Web of Illusion:
how the internet affects our confidence in
what we know..
By Tom Stafford.
The internet can give us the illusion of knowledge, making
us think we are smarter than we really are. Fortunately, there may be a cure
for our arrogance, writes psychologist Tom Stafford.
The internet has a reputation for harbouring know-it-alls.
Commenters on articles, bloggers, even your old school friends on Facebook all
seem to swell with confidence in their understanding of exactly how the world
works (and they are eager to share that understanding with everyone and anyone
who will listen). Now, new research reveals that just having access to the
world’s information can induce an illusion of overconfidence in our own wisdom.
Fortunately the research also shares clues as to how that overconfidence can be
corrected.
Specifically, we are looking at how the internet affects our
thinking about what we know, a topic psychologists call metacognition. When you
know you are boasting, you are being dishonest, but you haven’t made any actual
error in estimating your ability. If you sincerely believe you know more than
you do then you have made an error.
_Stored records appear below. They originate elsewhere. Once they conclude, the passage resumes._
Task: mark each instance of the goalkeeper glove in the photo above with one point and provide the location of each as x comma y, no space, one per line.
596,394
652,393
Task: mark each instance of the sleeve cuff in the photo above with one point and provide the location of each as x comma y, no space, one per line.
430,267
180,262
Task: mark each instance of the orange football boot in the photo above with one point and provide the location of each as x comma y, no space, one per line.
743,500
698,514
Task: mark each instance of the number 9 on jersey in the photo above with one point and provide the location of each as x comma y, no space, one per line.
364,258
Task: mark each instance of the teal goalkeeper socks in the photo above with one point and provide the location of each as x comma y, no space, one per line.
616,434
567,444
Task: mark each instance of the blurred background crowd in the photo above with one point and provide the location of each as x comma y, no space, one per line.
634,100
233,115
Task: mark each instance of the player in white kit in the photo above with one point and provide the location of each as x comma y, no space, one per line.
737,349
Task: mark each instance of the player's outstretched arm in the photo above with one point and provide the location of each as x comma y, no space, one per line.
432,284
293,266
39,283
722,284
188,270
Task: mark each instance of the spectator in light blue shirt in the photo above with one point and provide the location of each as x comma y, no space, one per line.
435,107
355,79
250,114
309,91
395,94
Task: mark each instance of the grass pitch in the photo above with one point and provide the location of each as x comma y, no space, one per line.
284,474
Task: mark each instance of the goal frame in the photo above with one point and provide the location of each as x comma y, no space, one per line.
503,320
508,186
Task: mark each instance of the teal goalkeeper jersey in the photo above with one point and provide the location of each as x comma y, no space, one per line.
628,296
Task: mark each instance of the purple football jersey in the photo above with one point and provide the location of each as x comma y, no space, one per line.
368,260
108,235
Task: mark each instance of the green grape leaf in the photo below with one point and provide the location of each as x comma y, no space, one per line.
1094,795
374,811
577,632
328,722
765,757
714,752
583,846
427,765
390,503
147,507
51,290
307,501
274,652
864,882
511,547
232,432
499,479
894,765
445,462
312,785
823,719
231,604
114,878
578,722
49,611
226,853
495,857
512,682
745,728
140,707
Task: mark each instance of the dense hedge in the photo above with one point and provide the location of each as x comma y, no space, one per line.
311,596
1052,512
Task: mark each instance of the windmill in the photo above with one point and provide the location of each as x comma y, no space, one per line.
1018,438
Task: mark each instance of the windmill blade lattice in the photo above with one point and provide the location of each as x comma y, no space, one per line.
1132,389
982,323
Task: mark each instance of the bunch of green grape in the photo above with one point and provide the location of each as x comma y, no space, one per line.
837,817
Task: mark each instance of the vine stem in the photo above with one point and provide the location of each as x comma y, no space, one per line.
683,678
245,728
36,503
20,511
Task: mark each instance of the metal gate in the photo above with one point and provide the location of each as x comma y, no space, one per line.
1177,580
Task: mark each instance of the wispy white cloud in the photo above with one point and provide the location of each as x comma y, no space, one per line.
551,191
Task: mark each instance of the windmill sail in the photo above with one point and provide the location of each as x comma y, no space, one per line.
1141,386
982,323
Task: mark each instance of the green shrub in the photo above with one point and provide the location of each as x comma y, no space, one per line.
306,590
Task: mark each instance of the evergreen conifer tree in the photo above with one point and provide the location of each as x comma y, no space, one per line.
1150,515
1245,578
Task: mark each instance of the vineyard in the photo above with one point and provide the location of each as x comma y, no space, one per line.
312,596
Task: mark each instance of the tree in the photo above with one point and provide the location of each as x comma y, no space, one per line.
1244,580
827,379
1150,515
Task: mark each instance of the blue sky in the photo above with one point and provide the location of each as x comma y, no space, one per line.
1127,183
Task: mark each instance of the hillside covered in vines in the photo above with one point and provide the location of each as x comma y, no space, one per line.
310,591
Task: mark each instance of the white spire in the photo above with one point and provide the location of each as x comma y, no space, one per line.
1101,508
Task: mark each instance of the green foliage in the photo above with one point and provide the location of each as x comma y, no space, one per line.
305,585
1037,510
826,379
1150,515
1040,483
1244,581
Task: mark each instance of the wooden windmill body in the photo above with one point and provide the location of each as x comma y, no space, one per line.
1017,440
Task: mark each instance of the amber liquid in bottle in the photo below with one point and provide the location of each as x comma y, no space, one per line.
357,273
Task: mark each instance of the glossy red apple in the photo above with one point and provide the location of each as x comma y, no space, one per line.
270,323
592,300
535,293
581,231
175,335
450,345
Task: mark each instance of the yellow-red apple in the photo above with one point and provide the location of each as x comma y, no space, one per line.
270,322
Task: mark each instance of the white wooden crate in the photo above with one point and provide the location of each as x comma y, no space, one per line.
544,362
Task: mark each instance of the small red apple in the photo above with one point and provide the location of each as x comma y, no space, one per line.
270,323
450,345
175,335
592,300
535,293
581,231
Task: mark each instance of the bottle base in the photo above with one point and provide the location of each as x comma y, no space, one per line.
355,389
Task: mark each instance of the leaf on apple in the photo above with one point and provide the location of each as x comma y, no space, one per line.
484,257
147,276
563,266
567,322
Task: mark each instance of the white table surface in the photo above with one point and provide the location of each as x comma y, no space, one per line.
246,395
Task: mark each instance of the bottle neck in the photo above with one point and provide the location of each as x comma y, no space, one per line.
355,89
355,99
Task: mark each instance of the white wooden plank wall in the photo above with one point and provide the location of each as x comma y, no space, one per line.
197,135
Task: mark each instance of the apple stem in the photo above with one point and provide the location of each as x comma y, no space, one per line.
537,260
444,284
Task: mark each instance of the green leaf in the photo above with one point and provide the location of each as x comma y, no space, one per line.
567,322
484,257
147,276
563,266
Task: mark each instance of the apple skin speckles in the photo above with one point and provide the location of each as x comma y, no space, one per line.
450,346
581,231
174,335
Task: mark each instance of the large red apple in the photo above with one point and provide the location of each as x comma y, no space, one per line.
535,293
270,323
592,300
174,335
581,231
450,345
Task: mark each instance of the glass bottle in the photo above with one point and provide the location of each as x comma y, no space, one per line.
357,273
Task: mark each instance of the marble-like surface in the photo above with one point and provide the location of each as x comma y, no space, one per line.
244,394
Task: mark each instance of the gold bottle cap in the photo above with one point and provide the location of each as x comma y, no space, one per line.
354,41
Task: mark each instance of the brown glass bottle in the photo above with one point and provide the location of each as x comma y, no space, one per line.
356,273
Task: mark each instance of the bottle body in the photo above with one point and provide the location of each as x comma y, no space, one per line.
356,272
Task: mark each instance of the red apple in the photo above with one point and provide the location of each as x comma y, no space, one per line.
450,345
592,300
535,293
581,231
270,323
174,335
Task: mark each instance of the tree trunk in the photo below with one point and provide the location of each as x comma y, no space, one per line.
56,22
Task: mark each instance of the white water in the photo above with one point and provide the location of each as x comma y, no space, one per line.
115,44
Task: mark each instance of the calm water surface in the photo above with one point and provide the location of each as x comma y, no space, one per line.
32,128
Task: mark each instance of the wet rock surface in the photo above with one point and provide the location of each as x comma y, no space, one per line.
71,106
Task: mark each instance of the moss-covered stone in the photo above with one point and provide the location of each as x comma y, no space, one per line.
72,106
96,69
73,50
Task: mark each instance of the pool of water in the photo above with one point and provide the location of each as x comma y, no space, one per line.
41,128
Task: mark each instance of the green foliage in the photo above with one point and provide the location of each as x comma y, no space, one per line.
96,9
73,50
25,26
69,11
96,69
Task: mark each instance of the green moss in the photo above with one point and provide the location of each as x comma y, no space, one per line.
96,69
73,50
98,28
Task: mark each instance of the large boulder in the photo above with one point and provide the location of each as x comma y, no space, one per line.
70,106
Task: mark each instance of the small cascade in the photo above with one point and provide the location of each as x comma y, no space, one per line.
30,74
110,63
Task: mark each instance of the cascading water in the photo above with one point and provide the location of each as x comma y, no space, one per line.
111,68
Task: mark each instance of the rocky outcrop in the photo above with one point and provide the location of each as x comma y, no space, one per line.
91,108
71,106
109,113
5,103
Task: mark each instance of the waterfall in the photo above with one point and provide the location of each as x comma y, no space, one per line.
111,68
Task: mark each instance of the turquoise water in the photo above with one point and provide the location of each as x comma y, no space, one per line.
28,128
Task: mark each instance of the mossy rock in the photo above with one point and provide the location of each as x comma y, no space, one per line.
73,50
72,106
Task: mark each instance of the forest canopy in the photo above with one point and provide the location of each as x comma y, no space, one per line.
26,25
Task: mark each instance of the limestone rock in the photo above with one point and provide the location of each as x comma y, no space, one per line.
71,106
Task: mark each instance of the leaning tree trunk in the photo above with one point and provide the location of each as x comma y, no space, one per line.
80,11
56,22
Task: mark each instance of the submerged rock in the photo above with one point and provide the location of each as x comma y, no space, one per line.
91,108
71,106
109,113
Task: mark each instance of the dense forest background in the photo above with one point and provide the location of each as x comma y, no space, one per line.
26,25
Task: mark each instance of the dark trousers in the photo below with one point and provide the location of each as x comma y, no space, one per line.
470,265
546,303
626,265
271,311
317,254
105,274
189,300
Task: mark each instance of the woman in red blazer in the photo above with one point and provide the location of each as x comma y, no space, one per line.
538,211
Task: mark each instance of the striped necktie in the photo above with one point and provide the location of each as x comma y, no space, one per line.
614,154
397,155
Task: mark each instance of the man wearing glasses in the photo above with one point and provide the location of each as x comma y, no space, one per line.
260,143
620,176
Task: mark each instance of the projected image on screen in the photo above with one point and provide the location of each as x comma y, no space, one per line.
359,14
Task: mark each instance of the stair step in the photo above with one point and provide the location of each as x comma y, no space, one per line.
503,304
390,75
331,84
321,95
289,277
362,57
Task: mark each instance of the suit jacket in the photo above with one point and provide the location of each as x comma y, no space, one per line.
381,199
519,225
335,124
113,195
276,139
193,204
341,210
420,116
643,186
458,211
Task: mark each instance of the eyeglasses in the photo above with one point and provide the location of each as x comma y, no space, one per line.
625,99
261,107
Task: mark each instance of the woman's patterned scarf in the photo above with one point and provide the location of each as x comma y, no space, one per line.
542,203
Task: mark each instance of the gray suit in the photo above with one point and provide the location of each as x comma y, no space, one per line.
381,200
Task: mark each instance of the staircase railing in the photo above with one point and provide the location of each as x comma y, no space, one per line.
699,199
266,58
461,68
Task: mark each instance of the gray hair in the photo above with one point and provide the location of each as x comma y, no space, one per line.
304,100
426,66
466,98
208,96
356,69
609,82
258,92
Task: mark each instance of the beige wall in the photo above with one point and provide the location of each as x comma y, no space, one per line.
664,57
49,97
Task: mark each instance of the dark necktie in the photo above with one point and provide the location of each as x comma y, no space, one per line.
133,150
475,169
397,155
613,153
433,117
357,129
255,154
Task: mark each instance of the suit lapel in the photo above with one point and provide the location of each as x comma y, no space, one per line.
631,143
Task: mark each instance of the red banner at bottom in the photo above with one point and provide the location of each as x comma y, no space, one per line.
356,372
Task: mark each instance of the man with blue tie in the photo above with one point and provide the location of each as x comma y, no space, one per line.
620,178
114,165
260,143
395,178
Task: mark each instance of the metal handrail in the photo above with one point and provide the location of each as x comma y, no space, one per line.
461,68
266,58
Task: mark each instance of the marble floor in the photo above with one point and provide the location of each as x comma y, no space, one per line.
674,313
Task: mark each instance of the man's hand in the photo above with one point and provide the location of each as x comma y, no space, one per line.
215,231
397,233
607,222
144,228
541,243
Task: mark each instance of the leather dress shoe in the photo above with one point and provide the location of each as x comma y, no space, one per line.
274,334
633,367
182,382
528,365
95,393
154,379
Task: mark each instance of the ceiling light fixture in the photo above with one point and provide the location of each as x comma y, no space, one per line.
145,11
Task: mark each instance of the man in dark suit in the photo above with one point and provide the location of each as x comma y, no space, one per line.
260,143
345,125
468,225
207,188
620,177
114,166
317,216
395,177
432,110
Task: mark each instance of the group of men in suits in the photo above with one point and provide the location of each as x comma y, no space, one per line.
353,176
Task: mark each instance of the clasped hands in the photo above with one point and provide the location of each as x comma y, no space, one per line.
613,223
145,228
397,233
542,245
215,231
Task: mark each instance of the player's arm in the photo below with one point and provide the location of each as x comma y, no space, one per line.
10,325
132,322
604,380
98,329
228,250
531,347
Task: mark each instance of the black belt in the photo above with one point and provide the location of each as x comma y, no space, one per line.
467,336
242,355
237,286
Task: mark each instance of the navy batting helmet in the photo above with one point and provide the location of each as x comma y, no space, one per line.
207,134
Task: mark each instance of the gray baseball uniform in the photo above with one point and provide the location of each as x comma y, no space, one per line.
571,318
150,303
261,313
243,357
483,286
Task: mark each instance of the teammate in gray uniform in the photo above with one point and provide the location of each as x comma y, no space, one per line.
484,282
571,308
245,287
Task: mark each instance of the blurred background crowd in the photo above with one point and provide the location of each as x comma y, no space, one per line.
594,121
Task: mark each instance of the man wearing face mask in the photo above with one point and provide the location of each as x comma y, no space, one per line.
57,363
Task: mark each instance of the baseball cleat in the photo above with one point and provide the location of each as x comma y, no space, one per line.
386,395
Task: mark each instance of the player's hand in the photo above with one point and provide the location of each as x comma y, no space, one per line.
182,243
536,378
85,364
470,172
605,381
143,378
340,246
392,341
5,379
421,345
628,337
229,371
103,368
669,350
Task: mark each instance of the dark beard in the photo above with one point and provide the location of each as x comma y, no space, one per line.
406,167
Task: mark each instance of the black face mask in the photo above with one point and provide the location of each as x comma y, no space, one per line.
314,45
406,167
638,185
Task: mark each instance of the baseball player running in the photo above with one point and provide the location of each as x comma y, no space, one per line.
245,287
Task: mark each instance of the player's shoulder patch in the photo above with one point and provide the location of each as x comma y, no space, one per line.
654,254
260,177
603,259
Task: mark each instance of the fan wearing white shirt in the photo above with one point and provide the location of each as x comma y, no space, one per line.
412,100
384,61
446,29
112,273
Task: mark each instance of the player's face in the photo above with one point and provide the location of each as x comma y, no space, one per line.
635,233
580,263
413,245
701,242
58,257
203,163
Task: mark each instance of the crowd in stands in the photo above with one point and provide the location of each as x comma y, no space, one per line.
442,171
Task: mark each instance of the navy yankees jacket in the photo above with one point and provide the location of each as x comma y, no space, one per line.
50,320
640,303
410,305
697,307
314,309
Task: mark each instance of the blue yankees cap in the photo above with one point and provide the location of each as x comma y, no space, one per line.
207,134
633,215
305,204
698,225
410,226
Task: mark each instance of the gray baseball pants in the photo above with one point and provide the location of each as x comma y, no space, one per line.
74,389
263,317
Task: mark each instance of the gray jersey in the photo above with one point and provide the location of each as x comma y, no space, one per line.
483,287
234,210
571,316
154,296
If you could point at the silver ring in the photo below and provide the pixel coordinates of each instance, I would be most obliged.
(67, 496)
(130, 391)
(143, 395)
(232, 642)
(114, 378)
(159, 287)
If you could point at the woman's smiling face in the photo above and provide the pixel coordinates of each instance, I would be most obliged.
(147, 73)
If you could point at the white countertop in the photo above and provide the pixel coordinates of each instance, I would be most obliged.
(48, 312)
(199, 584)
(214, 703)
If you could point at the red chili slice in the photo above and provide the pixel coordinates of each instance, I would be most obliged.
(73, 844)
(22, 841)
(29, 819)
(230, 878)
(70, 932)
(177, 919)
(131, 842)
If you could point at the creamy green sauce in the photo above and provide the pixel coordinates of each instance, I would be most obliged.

The research suggests that an illusion of
understanding may actually be incredibly common, and that this metacognitive error
emerges in new ways in the age of the internet.
In a new paper, Matt Fisher of Yale University, considers a
particular type of thinking known as transactive memory, which is the idea that
we rely on other people and other parts of the world – books, objects – to
remember things for us. If you’ve ever left something you needed for work by
the door the night before, then you’ve been using transactive memory.
Part of this phenomenon is the tendency to then confuse what
we really know in our personal memories, with what we have easy access to, the
knowledge that is readily available in the world, or with which we are merely
familiar without actually understanding in depth. It can feel like we
understand how a car works, the argument goes, when in fact we are merely
familiar with making it work. I press the accelerator and it goes forward,
neglecting to realise that I don’t really know how it goes forward.
Fisher and colleagues were interested in how this tendency
interacts with the internet age. They asked people to provide answers to
factual questions, such as “Why are there time zones?”. Half of the
participants were instructed to look up the answers on the internet before
answering, half were told not to look up the answers on the internet. Next, all
participants were asked how confidently they could explain the answers to a
second series of questions (seperate, but also factual, questions such as “Why
are cloudy nights warmer?” or “How is vinegar made?”).
Sure enough, people who had just been searching the internet
for information were significantly more confident about their understanding of
the second set of questions. Follow up studies confirmed that these people
really did think the knowledge was theirs: they were still more confident if
asked to indicate their response on a scale representing different levels of
understanding with pictures of brain-scan activity (a ploy that was meant to
emphasise that the information was there, in their heads). The confidence
effect even persisted when the control group were provided answer material and
the internet-search group were instructed to search for a site containing the
exact same answer material. Something about actively searching for information
on the internet specifically generated an illusion that the knowledge was in the participants’ own heads.
If the feeling of controlling information generates
overconfidence in our own wisdom, it might seem that the internet is an engine
for turning us all into bores. Fortunately another study, also published this
year, suggests a partial cure.
Amanda Ferguson of the University of Toronto and colleagues
ran a similar study, except the set-up was in reverse: they asked participants
to provide answers first and, if they didn’t know them, search the internet
afterwards for the correct information (in the control condition participants
who said “I don’t know” were let off the hook and just moved on to the next
question). In this set up, people with access to the internet were actually
less willing to give answers in the first place than people in the no internet
condition. For these guys, access to the internet shut them up, rather than
encouraging them to claim that they knew it all. Looking more closely at their
judgements, it seems the effect wasn’t simply that the fact-checking had
undermined their confidence. Those that knew they could fall back on the web to
check the correct answer didn’t report feeling less confident within
themselves, yet they were still less likely to share the information and show
off their knowledge.
So, putting people in a position where they could be
fact-checked made them more cautious in their initial claims. The implication I
draw from this is that one way of fighting a know-it-all, if you have the
energy, is to let them know that they are going to be thoroughly checked on
whether they are right or wrong. It might not stop them researching a long
answer with the internet, but it should slow them down, and diminish the
feeling that just because the internet knows some information, they do to.
It is frequently asked if the internet is changing how we
think. The answer, this research shows, is that the internet is giving new fuel
to the way we’ve always thought. It can be both a cause of overconfidence, when we mistake the boundary between what we know
and what is available to us over the web, and it can be a cause of uncertainty,
when we anticipate that we’ll be fact-checked using the web on the claims we
make. Our tendencies to overestimate what we know, to use information that is
readily available as a substitute for our own knowledge, and to worry about
being caught out are all constants on how we think. The internet slots into
this tangled cognitive ecosystem, from which endless new forms evolve.